Partition Of Graph's edges Into 3 Groups 
Let $G = (V, E)$ be a bipartite graph. 
Prove that there is a partition of the set of edges $E$ into 3 disjoint parts:
$E = E1 ∪ E2 ∪ E3$, $E1 ∩ E2 = E2 ∩ E3 = E3 ∩ E1 = ∅$, so that for
  every vertex $v$ of $G$ and for each $1 ≤ i ≤ 3$, the degree $deg_i(v)$ of $v$ in the graph $(V, E_i)$ satisfies:

$\lfloor{\frac{deg(v)}{3}}\rfloor$ $≤ d_i(v) ≤$ $\lceil{\frac{deg(v)}{3}}\rceil$, 

Where $deg(v)$ is the degree of $v$ in $G$.
(Hint: Split vertices to have maximum degree 3, and find a proper edge coloring by 3 colors.)
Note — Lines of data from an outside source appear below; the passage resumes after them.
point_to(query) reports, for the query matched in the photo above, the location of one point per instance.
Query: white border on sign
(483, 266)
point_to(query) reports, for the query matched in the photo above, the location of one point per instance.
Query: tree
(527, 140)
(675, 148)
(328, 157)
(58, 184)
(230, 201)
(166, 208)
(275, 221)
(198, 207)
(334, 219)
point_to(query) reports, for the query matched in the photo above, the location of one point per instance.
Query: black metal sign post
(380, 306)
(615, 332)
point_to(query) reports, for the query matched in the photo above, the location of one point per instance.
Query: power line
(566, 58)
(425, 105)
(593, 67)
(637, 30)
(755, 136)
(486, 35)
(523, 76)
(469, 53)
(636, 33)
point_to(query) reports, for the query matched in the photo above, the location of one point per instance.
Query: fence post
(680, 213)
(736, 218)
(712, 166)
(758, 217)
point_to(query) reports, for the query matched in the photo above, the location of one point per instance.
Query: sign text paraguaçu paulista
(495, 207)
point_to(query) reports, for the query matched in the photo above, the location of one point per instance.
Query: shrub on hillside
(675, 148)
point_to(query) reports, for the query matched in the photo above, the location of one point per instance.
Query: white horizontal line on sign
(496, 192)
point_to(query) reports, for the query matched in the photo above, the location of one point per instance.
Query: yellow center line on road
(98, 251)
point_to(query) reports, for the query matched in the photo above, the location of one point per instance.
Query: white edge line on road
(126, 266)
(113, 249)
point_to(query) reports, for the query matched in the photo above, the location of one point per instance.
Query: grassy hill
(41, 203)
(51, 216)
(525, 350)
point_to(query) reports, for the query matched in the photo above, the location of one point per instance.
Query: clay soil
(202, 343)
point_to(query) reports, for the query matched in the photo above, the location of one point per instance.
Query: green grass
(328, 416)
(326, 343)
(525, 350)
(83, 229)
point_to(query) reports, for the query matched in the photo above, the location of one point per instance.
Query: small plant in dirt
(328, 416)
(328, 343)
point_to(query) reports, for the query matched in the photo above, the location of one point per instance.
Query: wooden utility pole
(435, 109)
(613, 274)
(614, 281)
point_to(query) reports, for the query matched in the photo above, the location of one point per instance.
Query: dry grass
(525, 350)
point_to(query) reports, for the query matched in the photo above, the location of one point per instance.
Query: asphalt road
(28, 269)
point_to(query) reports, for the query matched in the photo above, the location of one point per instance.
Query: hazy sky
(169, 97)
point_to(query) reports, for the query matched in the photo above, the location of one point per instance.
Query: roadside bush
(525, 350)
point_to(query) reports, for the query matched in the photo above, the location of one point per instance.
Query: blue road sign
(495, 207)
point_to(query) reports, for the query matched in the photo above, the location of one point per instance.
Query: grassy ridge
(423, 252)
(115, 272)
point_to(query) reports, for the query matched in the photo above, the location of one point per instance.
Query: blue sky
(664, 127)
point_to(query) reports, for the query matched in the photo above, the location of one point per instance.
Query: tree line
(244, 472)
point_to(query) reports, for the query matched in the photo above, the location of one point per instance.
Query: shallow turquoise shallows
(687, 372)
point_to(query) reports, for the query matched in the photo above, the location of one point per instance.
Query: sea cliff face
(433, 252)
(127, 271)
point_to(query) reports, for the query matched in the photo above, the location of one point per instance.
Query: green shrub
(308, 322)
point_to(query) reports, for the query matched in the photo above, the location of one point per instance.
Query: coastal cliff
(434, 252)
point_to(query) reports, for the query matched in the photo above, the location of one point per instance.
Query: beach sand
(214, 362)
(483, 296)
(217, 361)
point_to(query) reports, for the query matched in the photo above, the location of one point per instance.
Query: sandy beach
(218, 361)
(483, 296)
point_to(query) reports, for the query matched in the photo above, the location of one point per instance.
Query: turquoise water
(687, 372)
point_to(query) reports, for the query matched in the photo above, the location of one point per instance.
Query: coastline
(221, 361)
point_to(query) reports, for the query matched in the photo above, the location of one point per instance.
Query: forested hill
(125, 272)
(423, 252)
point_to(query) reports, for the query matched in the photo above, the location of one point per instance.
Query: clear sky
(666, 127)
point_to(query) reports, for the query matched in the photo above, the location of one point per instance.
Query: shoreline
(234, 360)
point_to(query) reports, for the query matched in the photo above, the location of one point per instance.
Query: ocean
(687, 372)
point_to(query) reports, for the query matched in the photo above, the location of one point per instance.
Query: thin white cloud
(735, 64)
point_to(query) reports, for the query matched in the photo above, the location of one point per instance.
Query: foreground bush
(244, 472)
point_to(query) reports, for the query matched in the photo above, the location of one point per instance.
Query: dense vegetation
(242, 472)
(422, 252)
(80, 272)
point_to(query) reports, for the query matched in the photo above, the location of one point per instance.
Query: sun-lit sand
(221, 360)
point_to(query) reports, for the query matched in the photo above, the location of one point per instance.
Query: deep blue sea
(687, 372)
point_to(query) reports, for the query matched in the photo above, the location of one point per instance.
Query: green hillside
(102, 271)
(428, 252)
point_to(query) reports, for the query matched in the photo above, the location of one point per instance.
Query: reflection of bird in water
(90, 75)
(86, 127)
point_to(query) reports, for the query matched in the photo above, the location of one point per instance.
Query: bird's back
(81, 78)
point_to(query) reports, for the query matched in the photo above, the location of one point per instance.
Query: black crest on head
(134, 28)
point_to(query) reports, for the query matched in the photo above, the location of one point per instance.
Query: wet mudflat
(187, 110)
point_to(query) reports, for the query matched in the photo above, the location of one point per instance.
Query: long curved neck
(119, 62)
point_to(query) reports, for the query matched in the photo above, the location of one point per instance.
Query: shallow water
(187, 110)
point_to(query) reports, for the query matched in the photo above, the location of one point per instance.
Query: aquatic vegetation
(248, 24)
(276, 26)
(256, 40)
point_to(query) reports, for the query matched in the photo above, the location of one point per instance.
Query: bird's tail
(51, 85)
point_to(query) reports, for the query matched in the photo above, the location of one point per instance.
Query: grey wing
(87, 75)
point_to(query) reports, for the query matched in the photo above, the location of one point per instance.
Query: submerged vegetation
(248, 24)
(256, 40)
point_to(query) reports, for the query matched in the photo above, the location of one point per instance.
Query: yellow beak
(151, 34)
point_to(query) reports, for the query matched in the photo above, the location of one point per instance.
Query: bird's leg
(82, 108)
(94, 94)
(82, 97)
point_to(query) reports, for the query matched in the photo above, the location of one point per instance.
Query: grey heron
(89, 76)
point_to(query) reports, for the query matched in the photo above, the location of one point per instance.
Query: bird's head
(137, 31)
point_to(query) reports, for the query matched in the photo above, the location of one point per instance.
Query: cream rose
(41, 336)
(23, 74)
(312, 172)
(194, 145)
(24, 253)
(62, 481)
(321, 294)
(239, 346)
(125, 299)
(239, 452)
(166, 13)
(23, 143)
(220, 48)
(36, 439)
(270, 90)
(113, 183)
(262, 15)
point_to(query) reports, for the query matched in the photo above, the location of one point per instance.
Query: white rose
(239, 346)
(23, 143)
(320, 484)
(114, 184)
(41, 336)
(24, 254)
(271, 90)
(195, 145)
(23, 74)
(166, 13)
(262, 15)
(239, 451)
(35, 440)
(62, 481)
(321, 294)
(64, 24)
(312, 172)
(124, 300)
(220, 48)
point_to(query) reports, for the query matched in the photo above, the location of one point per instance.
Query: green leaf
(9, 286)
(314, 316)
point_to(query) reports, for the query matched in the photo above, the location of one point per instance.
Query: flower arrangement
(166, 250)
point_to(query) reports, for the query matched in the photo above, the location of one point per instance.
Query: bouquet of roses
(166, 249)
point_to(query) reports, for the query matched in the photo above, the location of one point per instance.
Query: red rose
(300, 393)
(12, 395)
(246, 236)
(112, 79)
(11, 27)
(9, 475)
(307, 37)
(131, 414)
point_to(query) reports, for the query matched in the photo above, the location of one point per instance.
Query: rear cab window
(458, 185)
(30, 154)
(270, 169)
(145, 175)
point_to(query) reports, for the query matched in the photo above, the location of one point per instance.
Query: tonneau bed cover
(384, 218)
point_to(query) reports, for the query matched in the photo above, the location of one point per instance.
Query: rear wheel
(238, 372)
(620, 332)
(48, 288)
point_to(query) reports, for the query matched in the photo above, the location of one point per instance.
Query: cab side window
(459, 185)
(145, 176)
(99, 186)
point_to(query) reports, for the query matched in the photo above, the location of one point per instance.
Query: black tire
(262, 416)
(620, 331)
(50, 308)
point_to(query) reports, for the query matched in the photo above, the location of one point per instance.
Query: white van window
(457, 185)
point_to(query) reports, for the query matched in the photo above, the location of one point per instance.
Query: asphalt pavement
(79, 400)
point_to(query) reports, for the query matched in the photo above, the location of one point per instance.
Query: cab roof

I didn't understand the hint , plus , even if I do have a graph of maximum degree 3 , according to Vizing it can have chromatic index(optimal edge coloring) of 4.
I'll be happy if someone could give me a better hint, since I am really lost. When I tried to solve this I haven't even thought about edge coloring...
Also, can this result be generalized?
 A: In general, if $G$ has maximum degree $\Delta$, then the chromatic index of $G$ is either $\Delta$ or $\Delta+1$. For some special graphs, like bipartite graphs, the chromatic index is always $\Delta$.
The result can be generalized as follows.
Let $G=(V,E)$ be a bipartite graph. Let $k\geq1$ be an integer.
Then $E$ can be partitioned into $k$ parts $E_1,E_2,...,E_k$ so that $\lfloor\dfrac{deg(v)}{k}\rfloor\leq{d_i(v)}\leq\lceil\dfrac{deg(v)}{k}\rceil$ for all $v\in{V}$, for all $i=1,...,k$.
As in the hint, we first split each vertex $v$ into $\lceil\dfrac{deg(v)}{k}\rceil$ vertices, where $\lfloor\dfrac{deg(v)}{k}\rfloor$ of them have degree $k$ and one vertex (if necessary) of degree $n-\lfloor\dfrac{deg(v)}{k}\rfloor{k}$.
Then the resulting graph $G'$ has maximum degree $k$, so the chromatic index of $G'$ is $k$, i.e. $E(G')$ is a union of $k$ matchings $M_1,...,M_k$.
Identify the points we split before, we get $E_1,...,E_k$, which is a partition of $E$. It remains to check that for each $i$, $d_i(v)$ satisfies the inequality for all $v\in{V}$.
Since $M_i$ is a matching, there is at most one edge in $M_i$ incident with each of the $\lceil\dfrac{deg(v)}{k}\rceil$ vertices corresponding to $v\in{G}$, we get ${d_i(v)}\leq\lceil\dfrac{deg(v)}{k}\rceil$.
Among those vertices in $G'$ corresponding to $v$, $\lfloor\dfrac{deg(v)}{k}\rfloor$ of them have degree $k$. Every such vertex must incident with an edge in $M_i$. Thus, $\lfloor\dfrac{deg(v)}{k}\rfloor\leq{d_i(v)}$.